Read more: Evo Suspends CEO Following Sexual Harassment Allegations

Back in 2020, EVO canceled due to covid. Shortly thereafter, EVO Online was shut down due to allegations of sexual harassment by EVO. suspended co-founder and CEO Joey “Mr. Wizard” Cuellar.

“We’ve been through three years like a pandemic, EVO shutting down and people losing their reputation because they’re pieces of shit,” Tabani said. “These games mean something, and I’m very happy that we were able to do it.”

Reflecting on what EVO means to him, Mega Run mentioned comment made by fellow musician Mason Lieberman which equated the fighting tournament to the digital version of the Olympics.
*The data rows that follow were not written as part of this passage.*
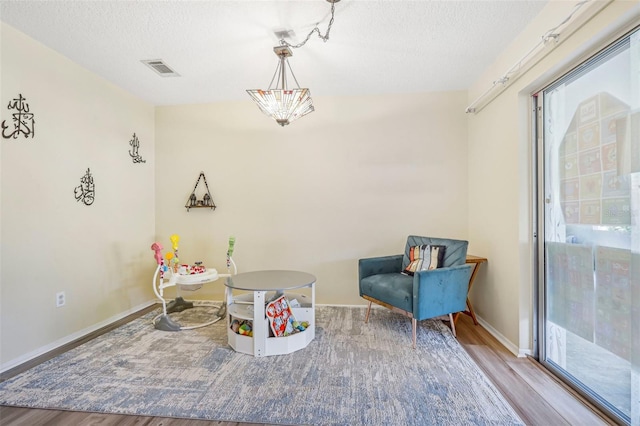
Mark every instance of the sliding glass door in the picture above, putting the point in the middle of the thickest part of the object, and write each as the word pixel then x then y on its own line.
pixel 590 202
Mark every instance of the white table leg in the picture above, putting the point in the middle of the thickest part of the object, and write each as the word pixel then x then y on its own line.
pixel 260 332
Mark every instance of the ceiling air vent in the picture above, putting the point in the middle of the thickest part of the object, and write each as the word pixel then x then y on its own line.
pixel 160 68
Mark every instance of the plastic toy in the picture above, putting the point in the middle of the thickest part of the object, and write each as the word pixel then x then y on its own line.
pixel 187 277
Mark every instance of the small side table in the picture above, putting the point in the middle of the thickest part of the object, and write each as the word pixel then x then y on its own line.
pixel 477 261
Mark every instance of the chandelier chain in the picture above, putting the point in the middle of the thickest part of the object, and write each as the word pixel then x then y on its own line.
pixel 324 38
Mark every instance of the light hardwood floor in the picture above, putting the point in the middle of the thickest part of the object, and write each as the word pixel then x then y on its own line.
pixel 537 396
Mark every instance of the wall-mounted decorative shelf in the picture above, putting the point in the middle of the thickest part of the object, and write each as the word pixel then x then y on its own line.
pixel 207 199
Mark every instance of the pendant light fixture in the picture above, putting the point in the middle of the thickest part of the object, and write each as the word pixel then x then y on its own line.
pixel 283 103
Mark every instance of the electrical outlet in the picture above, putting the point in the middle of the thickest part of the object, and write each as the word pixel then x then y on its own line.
pixel 60 299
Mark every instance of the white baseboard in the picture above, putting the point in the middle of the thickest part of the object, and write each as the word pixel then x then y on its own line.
pixel 514 349
pixel 70 338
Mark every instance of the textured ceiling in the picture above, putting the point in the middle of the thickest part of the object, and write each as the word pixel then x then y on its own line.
pixel 222 48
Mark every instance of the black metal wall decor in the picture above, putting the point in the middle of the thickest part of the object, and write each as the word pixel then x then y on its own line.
pixel 85 192
pixel 135 145
pixel 207 200
pixel 23 120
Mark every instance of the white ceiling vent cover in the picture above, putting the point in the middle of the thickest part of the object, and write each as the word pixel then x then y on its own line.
pixel 160 68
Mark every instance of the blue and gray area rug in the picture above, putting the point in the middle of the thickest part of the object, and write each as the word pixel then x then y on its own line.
pixel 351 374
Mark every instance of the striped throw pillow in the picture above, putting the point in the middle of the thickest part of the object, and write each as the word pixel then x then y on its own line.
pixel 424 258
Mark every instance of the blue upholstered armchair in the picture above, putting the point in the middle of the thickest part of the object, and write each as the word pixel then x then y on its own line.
pixel 429 292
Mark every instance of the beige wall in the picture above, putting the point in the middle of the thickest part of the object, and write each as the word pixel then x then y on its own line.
pixel 350 180
pixel 501 172
pixel 99 255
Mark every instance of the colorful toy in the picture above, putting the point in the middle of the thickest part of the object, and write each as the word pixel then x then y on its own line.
pixel 185 277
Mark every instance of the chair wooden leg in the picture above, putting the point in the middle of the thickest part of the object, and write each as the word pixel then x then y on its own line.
pixel 414 324
pixel 453 325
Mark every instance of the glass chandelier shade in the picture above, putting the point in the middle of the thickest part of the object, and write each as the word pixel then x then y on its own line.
pixel 281 103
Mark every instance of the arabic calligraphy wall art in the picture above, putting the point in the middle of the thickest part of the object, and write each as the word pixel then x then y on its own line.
pixel 23 121
pixel 85 192
pixel 133 152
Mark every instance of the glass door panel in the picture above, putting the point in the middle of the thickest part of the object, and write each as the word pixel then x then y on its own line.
pixel 591 198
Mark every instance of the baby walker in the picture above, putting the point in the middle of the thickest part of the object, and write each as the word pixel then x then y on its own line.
pixel 186 277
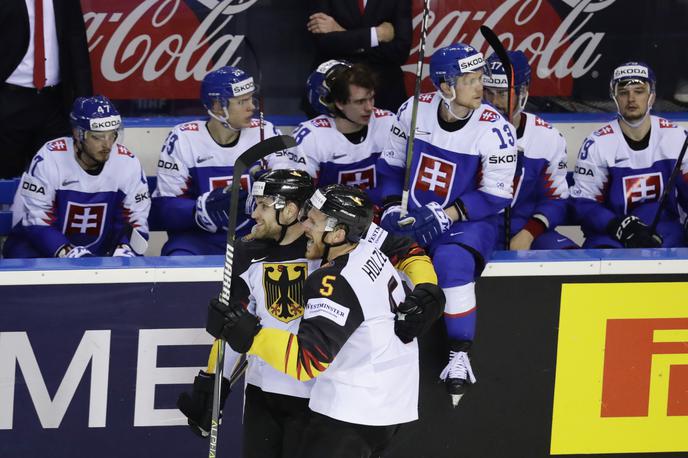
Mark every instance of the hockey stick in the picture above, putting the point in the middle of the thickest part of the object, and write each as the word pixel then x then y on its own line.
pixel 243 162
pixel 498 48
pixel 414 110
pixel 670 184
pixel 252 50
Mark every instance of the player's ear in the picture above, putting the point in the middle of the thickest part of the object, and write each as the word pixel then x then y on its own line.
pixel 291 212
pixel 445 88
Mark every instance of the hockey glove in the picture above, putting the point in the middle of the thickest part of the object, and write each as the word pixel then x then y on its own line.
pixel 427 222
pixel 240 325
pixel 198 407
pixel 123 251
pixel 633 233
pixel 418 312
pixel 70 251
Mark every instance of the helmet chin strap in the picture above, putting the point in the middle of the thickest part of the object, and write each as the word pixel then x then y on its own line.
pixel 639 122
pixel 447 103
pixel 284 227
pixel 224 121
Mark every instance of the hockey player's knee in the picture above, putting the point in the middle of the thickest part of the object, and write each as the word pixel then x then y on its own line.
pixel 460 312
pixel 454 265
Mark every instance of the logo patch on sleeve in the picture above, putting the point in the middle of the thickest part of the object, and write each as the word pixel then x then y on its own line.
pixel 606 130
pixel 190 126
pixel 322 307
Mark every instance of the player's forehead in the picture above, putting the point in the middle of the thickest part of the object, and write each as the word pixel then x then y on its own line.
pixel 635 86
pixel 357 93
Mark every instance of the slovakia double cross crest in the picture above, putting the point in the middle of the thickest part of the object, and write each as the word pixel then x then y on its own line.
pixel 433 181
pixel 283 286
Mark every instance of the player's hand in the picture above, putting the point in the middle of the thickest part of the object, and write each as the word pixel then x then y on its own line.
pixel 323 23
pixel 198 406
pixel 427 222
pixel 385 32
pixel 521 241
pixel 633 233
pixel 418 312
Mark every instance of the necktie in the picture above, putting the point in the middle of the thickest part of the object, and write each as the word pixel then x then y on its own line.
pixel 38 48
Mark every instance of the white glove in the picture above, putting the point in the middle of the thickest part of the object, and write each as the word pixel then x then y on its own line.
pixel 69 251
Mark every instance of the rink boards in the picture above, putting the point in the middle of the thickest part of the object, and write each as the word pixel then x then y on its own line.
pixel 577 353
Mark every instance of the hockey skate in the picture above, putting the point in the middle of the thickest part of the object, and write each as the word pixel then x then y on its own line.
pixel 457 374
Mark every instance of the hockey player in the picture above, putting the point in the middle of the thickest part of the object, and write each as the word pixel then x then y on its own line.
pixel 364 379
pixel 84 195
pixel 269 272
pixel 196 163
pixel 540 190
pixel 623 167
pixel 463 164
pixel 343 144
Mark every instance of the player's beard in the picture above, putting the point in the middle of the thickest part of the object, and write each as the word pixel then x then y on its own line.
pixel 315 248
pixel 263 230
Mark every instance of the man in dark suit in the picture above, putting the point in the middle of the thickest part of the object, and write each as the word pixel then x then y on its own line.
pixel 375 32
pixel 35 99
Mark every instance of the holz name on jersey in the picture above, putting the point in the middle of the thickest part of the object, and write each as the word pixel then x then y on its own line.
pixel 374 264
pixel 141 197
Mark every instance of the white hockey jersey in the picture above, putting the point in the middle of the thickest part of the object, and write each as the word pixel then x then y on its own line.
pixel 613 180
pixel 192 163
pixel 332 158
pixel 540 185
pixel 58 202
pixel 475 163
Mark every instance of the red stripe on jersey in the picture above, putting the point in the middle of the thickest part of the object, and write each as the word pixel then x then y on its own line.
pixel 286 354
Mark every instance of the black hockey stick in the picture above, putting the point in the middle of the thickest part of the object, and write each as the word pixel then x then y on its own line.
pixel 243 162
pixel 669 185
pixel 414 110
pixel 261 116
pixel 498 48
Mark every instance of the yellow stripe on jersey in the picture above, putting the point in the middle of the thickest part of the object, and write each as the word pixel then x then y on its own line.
pixel 419 269
pixel 280 349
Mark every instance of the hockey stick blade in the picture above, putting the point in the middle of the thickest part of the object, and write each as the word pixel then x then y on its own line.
pixel 243 162
pixel 496 44
pixel 670 184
Believe was made with love for the community by extremely top notch artists who went out of their way to make sure nothing was wrong [left to] Accident,” Mega Run said. “It’s all very intentional and premeditated and the heart came first.”

Although Casey Williams, singer Melted blood Anthem “Race to the Light” Not much of a gamer herself, she said she follows the community like a hawk and that’s a huge part of who she is.

“I was very pleasantly surprised and humbled, like I always read people’s tweets, um, over the last few days,” Williams said. “I read a tweet where someone said that during the competition they heard the intro and they knew exactly who it was, and that encouraged them even more to perform well, and it made me tear up. I thought it was so cool.”

Thabani said that FGC and EVO gave him the ability to survive in a world full of inequality for people of his skin color. Thabani also appreciates the dichotomy of rivalry and camaraderie that EVO offers players who wouldn’t be able to make friends if it weren’t for arcade fighting games.

“There is art and culture in this community and music is one of the best ways to show that. Basketball has hip-hop, streetwear, street games, strategy and cultural discussions,” he said. “Fighting games have it all, but it’s not presented and multiplied in the same way, and it can and should be. That’s how you start making the community healthier, that’s how you make people feel noticed.”